Sustainable Design: Reaching New Heights of Sustainable Design in Shanghai

Increased climate variability and surging population growth are placing greater demands on limited resources such as water, energy, and physical space. Our teams are considering how buildings and infrastructure can be designed to more effectively cope with these stresses and perform well into the future. Facilities need to be built not only to operate in greater harmony with nature but also to withstand the forces it may unleash.

Tetra Tech understands the value of resiliency planning and sustainable design in addressing emerging risks associated with a changing world. We develop unique solutions to some of the toughest problems—using both cutting-edge technologies and commonsense approaches.

As conceptual frameworks, resilience and sustainability increasingly guide decisions in the planning, design, and engineering of our projects. Resiliency emphasizes robustness and the ability to recover, while sustainability considers measures of environmental impact and resource conservation. Both concepts share common end goals in contributing to society’s capacity to thrive in a meaningful way. In this Sustainable Design article series, we highlight Tetra Tech projects that represent some of the industry’s very best examples of resiliency planning and sustainable design.

Sustainable Design

Where resilience asks how to build infrastructure that can withstand a changing environment, sustainability considers how facilities can be designed to integrate with their surroundings—minimizing environmental impacts, waste generation, and energy consumption. Tetra Tech’s growing global sustainable infrastructure practice is using innovative design approaches to control temperature, reduce energy costs, and conserve water.

Reaching new heights of sustainable design in Shanghai

Halfway around the world from the Wilshire Grand stands the Shanghai Tower, the tallest building in China and the second tallest in the world. The Shanghai Tower rises 632 meters (128 stories) and encompasses more than 5,500,000 square feet, including Class A office space, retail space, a boutique hotel, and cultural venues.

The high-profile project has received global acclaim for its novel architectural design and use of sustainable technologies and renewable energy systems. Rainwater harvesting, a blackwater treatment system, cogeneration, ice storage, a geothermal system, 270 wind turbines, and a bioclimatic design featuring a double-skin facade for reducing heating and cooling loads count among the impressive features that have helped Shanghai Tower achieve LEED Platinum certification—a rare designation for a supertall building. But what might be less known is the sheer impact of the underlying engineering of the tower’s systems and designs on energy savings.

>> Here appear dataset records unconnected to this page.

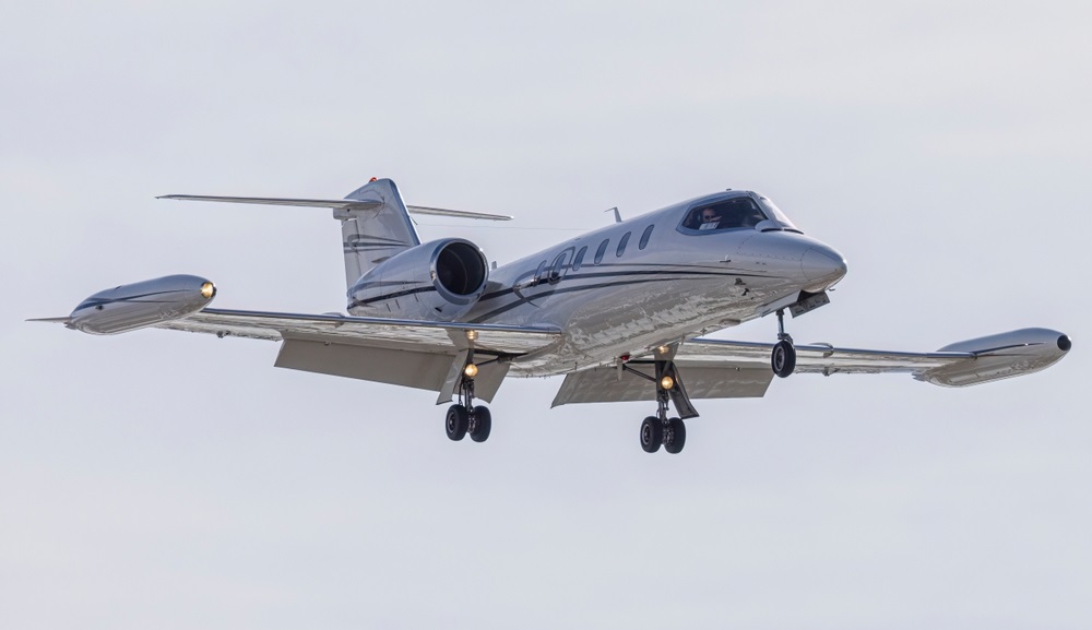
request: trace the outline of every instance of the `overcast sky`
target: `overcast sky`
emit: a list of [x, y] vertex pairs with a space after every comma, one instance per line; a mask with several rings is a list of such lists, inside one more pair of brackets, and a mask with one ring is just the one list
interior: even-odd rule
[[[7, 2], [0, 627], [1092, 625], [1087, 2]], [[485, 444], [416, 390], [277, 346], [24, 323], [168, 273], [216, 306], [345, 306], [329, 211], [391, 177], [501, 263], [686, 198], [770, 195], [850, 264], [798, 342], [933, 350], [1042, 325], [1071, 356], [549, 409]], [[453, 226], [453, 227], [449, 227]], [[772, 320], [721, 333], [770, 341]]]

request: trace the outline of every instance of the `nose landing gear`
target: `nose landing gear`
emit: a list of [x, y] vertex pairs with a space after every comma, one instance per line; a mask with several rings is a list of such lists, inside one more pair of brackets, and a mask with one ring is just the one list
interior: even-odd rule
[[793, 337], [785, 332], [785, 309], [778, 309], [778, 343], [770, 355], [770, 367], [783, 379], [796, 371], [796, 347]]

Shanghai Tower & Construction Co., Ltd. selected Tetra Tech to provide MEP, fire protection, telecommunications, audiovisual, and security system engineering design for the tower. Our team collaborated with the project architect, Gensler, to develop an MEP strategy that would create a new regional benchmark for building systems design.

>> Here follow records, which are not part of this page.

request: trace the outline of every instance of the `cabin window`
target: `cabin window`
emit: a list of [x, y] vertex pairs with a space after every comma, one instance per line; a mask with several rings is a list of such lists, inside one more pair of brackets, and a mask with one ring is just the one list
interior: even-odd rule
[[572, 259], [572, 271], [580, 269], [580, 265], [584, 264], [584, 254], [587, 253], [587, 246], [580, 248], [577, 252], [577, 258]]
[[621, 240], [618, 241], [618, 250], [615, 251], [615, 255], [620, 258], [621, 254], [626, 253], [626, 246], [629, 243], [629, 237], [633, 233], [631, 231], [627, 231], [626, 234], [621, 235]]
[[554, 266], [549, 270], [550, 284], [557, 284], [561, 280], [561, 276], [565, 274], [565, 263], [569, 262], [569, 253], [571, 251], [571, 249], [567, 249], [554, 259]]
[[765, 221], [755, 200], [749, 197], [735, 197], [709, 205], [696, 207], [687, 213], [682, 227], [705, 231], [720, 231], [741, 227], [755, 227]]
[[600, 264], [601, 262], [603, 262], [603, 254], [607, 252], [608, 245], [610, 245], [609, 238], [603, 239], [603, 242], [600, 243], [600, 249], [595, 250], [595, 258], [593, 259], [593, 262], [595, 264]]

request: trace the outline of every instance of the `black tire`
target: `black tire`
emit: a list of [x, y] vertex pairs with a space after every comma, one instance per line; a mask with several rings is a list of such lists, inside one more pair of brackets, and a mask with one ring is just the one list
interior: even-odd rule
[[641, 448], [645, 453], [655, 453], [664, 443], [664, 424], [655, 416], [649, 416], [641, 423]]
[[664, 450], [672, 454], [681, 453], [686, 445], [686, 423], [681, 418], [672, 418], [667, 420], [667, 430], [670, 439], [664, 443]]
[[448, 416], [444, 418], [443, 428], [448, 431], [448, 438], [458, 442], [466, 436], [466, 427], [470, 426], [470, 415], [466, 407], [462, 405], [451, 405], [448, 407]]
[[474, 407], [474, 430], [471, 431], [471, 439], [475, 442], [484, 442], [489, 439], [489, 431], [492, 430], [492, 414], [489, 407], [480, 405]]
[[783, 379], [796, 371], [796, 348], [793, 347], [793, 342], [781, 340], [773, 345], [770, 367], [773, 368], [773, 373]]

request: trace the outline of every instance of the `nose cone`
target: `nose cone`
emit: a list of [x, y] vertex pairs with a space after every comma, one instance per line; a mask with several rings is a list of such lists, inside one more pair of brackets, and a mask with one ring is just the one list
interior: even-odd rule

“Based on the architect’s concept of splitting the tower into nine vertical neighborhoods, we began viewing the structure as several smaller buildings stacked on top of each other,” said Edward Barbieri, PE, LEED AP, principal engineer. “That became the basis for the MEP design.”

Working closely with the architect, our team helped develop an atrium buffer zone to reduce cooling costs. The building design incorporated 15-story, 360-degree atriums for the entire height of the tower, and Tetra Tech developed an HVAC design that minimized energy use by dual purposing the building’s spill air to provide conditioning to these zones. We also integrated efficient strategies into the building design such as heat recovery systems, multiple central plants for low-energy transport and effective heat transfer, and overhead variable air volume air conditioning systems with demand-control ventilation.

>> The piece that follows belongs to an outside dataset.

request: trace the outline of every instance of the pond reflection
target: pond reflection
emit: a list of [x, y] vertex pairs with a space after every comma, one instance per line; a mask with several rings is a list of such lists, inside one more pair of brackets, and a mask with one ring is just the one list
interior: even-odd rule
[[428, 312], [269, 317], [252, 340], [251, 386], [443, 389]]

In approaching the project, Ed said his team had four main goals: to create an energy-efficient design based on high-quality and high-efficiency equipment; to reduce source energy consumption; to design a building automation system with control strategies to minimize energy consumption while maintaining user comfort and system reliability; and to ensure a high indoor air quality environment.

Compared to base scheme estimates, the building achieved 45 percent lower lifecycle energy costs and 25 percent overall energy savings, 70 percent of which came from the MEP equipment designs.

“Sustainability goals should be established at the beginning of a project, with owners and architects strategizing with the MEP engineer early in the design process to review options and incorporate the best systems to meet those goals,” Ed said. “We believe in taking a holistic approach to sustainability, specifying efficient systems that reduce a building’s environmental impact while also looking at resiliency and hardening methods,” he said. “We must design better buildings for a better future.”

A commitment to our future

A city is the sum of its parts—buildings, communities, coastlines—and efforts to enhance long-term resilience and sustainability must reach across all of them. Tetra Tech’s community resiliency specialists and global sustainable infrastructure teams are demonstrating what can be achieved through collaboration, creativity, and an unwavering dedication to the highest principles in planning, design, and engineering. By leading in projects that advance resiliency and sustainability, we can continue to deliver the most effective solutions to our clients and help ensure a vibrant and enduring future.